Le ambiguità di Davigo
Il comportamento di Storari (che in seguito ha comunque avuto l’ok dei vertici della Procura meneghina per avviare gli accertamenti richiesti) era quantomeno irrituale. «Se un magistrato lamenta delle scorrettezze» ha sottolineato l’ex Procuratore di Torino Armando Spataro, «scrive al Procuratore Generale della Corte d’Appello». Non è «accettabile presentarsi a un componente del Csm e consegnare» documenti apocrifi e secretati. Anche se per Davigo «il segreto non è opponibile ai consiglieri del Csm».
L’idolo dei manettari ha liquidato il tutto affermando di aver «informato chi di dovere», perifrasi che pare stia per il Presidente della Repubblica Sergio Mattarella. Di certo ha accennato la questione al vicepresidente del Csm David Ermini e al Pg della Cassazione Giovanni Salvi, ma senza presentare un esposto formale.
Dall’ottobre scorso, poi, le testimonianze del Mr. Wolf di Trinacria sono state spedite anonimamente ad alcuni quotidiani – oltre che a Di Matteo. E adesso la Procura di Roma avrebbe identificato il “corvo” in Marcella Contrafatto, impiegata del Csm nella segreteria dell’allora membro (pensionando) Davigo. Ora indagata per calunnia nei confronti degli inquirenti di Milano in relazione al contenuto della missiva di accompagnamento. Situazione paradossale per il Dottor Sottile, celebre per aver sostenuto che «non esistono innocenti, ma solo colpevoli che non sono stati ancora scoperti».
«Sono certo che il giudice Davigo – che da anni ci fa la morale» ha ironizzato il leader italovivo Matteo Renzi, «saprà spiegare questa strana vicenda». Che, senza dubbio, è solo al primo atto.
Magistratopoli 2 e il “tonno espiatorio”
Il Procuratore Generale Salvi ha definito Magistratopoli 2 «una grave violazione dei doveri del magistrato», su cui il suo ufficio aprirà un’inchiesta disciplinare.
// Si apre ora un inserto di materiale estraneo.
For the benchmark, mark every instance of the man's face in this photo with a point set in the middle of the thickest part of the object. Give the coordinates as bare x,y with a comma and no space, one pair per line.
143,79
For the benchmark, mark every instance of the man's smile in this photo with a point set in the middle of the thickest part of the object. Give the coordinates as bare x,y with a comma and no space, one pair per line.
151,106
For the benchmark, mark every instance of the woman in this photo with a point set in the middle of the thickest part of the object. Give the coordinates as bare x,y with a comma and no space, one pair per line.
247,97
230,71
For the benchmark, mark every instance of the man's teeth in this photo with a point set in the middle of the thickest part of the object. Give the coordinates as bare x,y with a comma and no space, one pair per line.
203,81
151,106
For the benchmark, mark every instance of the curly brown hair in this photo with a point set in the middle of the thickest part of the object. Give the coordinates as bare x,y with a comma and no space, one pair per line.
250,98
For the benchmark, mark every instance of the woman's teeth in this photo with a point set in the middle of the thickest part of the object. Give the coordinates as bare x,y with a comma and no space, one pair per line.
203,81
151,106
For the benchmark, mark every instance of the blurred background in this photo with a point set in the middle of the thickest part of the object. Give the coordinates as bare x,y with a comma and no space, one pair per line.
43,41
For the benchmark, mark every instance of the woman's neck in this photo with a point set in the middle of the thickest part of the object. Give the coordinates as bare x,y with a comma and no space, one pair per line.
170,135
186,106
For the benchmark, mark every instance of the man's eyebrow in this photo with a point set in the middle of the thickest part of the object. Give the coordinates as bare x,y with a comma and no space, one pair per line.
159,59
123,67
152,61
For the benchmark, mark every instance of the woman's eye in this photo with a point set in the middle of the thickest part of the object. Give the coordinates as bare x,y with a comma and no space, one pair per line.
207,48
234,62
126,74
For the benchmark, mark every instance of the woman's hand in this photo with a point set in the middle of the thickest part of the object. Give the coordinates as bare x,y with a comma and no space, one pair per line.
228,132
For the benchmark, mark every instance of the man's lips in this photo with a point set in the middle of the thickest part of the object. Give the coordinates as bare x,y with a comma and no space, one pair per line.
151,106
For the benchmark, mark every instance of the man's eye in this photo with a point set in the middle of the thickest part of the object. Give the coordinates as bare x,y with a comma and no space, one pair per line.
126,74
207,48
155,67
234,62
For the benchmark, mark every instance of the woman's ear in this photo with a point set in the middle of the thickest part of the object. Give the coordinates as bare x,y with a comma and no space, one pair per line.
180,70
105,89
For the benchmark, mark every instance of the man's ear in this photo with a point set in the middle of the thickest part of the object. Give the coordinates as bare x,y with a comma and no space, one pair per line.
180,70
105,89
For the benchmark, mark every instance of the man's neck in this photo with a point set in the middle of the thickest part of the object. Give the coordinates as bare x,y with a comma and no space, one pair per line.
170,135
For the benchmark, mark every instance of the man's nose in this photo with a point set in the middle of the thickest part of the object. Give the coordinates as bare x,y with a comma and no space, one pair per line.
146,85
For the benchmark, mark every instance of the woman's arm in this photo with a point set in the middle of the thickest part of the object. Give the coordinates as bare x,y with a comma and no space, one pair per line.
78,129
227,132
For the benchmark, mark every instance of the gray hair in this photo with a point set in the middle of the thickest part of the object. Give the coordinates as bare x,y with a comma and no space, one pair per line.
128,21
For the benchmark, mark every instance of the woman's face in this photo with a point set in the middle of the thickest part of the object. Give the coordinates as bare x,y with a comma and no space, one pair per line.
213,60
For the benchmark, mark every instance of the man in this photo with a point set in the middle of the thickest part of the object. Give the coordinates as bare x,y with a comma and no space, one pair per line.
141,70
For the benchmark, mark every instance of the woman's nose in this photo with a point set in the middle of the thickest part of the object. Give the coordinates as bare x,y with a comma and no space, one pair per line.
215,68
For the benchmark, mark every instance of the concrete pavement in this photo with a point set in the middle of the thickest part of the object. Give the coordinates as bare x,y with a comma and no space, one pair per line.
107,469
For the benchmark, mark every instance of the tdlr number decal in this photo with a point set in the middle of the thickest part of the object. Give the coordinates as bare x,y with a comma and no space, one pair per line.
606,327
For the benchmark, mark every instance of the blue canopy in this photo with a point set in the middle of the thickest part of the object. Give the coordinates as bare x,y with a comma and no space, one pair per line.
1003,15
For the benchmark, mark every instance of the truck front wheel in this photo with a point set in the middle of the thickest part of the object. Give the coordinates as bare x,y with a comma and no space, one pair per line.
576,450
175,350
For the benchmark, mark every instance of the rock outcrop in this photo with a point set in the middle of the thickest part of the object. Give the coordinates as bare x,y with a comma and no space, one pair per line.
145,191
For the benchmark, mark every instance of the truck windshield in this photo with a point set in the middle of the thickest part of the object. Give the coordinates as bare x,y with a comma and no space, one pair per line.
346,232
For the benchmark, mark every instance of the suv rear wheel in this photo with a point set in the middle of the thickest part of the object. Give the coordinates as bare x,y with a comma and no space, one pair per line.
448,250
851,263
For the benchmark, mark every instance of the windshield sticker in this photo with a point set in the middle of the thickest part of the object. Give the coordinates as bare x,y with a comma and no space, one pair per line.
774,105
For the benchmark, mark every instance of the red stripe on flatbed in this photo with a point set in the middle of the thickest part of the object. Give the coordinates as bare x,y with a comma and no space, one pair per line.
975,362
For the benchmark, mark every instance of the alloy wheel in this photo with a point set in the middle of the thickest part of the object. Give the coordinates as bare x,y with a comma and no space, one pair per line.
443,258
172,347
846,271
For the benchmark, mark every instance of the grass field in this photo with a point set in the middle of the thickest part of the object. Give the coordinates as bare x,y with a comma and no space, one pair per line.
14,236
L’ex deputato del Pd Ermini ha invece denunciato «un’opera di delegittimazione e condizionamento tesa ad alimentare la sfiducia dei cittadini verso la magistratura». Come se ci fosse bisogno di interventi esogeni.
La realtà è che, dopo la deflagrazione dell’affaire Palamara, le istituzioni hanno lasciato intendere che fosse un caso isolato, risolvibile con la rimozione del “reo”. Laddove il problema di fondo è quella che il Quirinale, citando il giurista Vladimiro Zagrebelsky, ebbe a definire «modestia etica» delle toghe.
Come già argomentato, insomma, i campioni del diritto si sono limitati a nascondere sotto al tappeto la polvere che ora è tornata, prepotentemente, ad affacciarsi. Di buono c’è che ora il terzo potere ha una seconda occasione per fare pulizia al proprio interno. Anche perché, questa volta, non ci sarà alibi del “tonno espiatorio” che tenga.